After recovering from the initial shock of the diagnosis, I determined to help my husband fight the disease. I hoped that through diligent research we could learn which treatments, tools, and tricks might put him in the ten percent who survived this kind of cancer for five years. I became a woman with a mission. But I soon realized this missionary needed help.
My real burden as a caregiver was the emotional stress not the physical. A cancer diagnosis is followed by a psychological and spiritual crisis as we move through the stages of grief toward acceptance. Before I could accept the possibility of my husband’s death,I had to answer the basic question “Why are we here and where are we going?” Once I had done that I was able to rest on God’s promises and find hope in the midst of a grim prognosis.
When I relinquished all illusions of control and depended on God for my strength and wisdom my burden was lightened. I actually experienced moments of humor and joy on what would otherwise have been a dismal, terrifying trip. I found my place was not in the driver’s seat but in the passenger seat offering support to my husband, as God lovingly chauffeured us over the peaks and through the valleys. True to His Word, He made “a way in the wilderness and streams in the desert” (Isaiah 43:19).

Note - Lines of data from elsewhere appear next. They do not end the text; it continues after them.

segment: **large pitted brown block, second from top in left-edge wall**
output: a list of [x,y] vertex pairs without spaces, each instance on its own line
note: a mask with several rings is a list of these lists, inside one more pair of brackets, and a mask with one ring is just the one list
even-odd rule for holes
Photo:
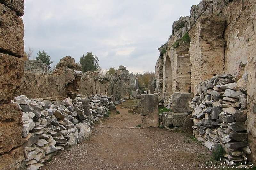
[[[24,25],[22,19],[7,6],[0,4],[0,49],[7,54],[23,57],[24,55]],[[23,70],[23,69],[22,69]]]

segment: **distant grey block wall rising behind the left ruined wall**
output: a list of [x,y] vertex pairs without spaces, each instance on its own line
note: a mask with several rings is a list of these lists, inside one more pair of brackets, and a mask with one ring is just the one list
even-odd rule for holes
[[24,62],[24,72],[49,74],[49,68],[42,60],[26,60]]

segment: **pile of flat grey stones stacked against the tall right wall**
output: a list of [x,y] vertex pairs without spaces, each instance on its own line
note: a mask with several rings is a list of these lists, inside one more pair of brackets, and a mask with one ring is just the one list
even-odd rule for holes
[[245,124],[247,81],[247,73],[240,78],[216,75],[200,82],[199,94],[189,105],[193,135],[210,150],[221,145],[226,151],[224,159],[234,163],[251,154]]

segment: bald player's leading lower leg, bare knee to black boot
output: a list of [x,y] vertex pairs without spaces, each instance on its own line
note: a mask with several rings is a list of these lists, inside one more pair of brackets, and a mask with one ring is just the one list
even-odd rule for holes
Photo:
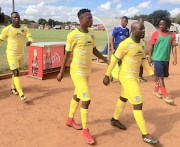
[[155,138],[153,138],[146,128],[146,122],[144,120],[143,112],[142,112],[142,103],[140,104],[134,104],[134,117],[136,119],[136,122],[141,130],[142,138],[145,142],[150,144],[157,144],[159,141]]

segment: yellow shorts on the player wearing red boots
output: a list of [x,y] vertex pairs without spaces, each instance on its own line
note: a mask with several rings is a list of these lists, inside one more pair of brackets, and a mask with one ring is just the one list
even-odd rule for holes
[[88,88],[90,76],[79,76],[71,74],[71,78],[75,85],[74,95],[77,95],[77,98],[79,98],[81,101],[90,100]]

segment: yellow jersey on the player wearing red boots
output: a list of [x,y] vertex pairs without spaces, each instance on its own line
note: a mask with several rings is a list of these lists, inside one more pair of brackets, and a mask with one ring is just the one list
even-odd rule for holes
[[70,65],[71,74],[90,75],[94,47],[96,47],[94,30],[88,29],[87,32],[82,32],[76,28],[68,34],[65,50],[66,52],[73,52],[73,59]]

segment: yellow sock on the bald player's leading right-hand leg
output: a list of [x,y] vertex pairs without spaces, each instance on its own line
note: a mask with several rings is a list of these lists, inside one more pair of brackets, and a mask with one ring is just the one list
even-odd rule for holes
[[133,110],[134,117],[136,119],[136,122],[141,130],[141,133],[143,135],[148,134],[147,128],[146,128],[146,122],[143,117],[142,110]]

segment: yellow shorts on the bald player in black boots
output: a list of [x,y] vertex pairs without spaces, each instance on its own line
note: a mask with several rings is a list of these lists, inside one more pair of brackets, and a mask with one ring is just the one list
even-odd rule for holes
[[121,97],[126,98],[133,105],[143,102],[142,94],[139,89],[139,79],[121,79]]

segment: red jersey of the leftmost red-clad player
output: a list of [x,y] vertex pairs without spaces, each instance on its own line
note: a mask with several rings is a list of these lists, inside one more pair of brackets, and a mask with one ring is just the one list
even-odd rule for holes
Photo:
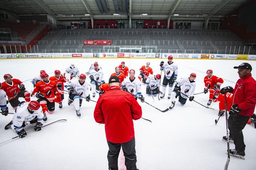
[[[1,89],[6,92],[6,95],[8,99],[12,98],[13,96],[17,96],[18,92],[20,92],[20,88],[18,85],[23,84],[19,79],[12,79],[12,84],[8,84],[5,82],[2,82]],[[14,97],[14,98],[15,98]],[[14,99],[12,98],[12,99]]]

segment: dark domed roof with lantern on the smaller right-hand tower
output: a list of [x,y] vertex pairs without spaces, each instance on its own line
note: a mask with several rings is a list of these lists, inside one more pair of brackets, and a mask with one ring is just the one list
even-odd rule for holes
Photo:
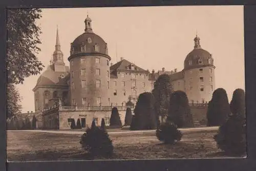
[[200,38],[198,35],[194,38],[195,46],[185,58],[184,69],[191,69],[203,66],[214,66],[214,59],[211,54],[201,48]]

On the journey I learned more about the character of God. He helped me develop an attitude of thankfulness. As He met our every need, spiritual and emotional, I learned how the “Law of the Harvest” works. He showed me how to share my experiences with others to bring glory to Him. When I responded in obedience, the floodgates of heaven opened and He showered me with abundant blessings in the middle of a life crisis.
As I moved through the stages of grief, God held me in His hand. I have never felt closer to Him than during that time. When I handed the steering wheel over to God, He guided me through each stage of the journey and left me with the roadmap I share in this story.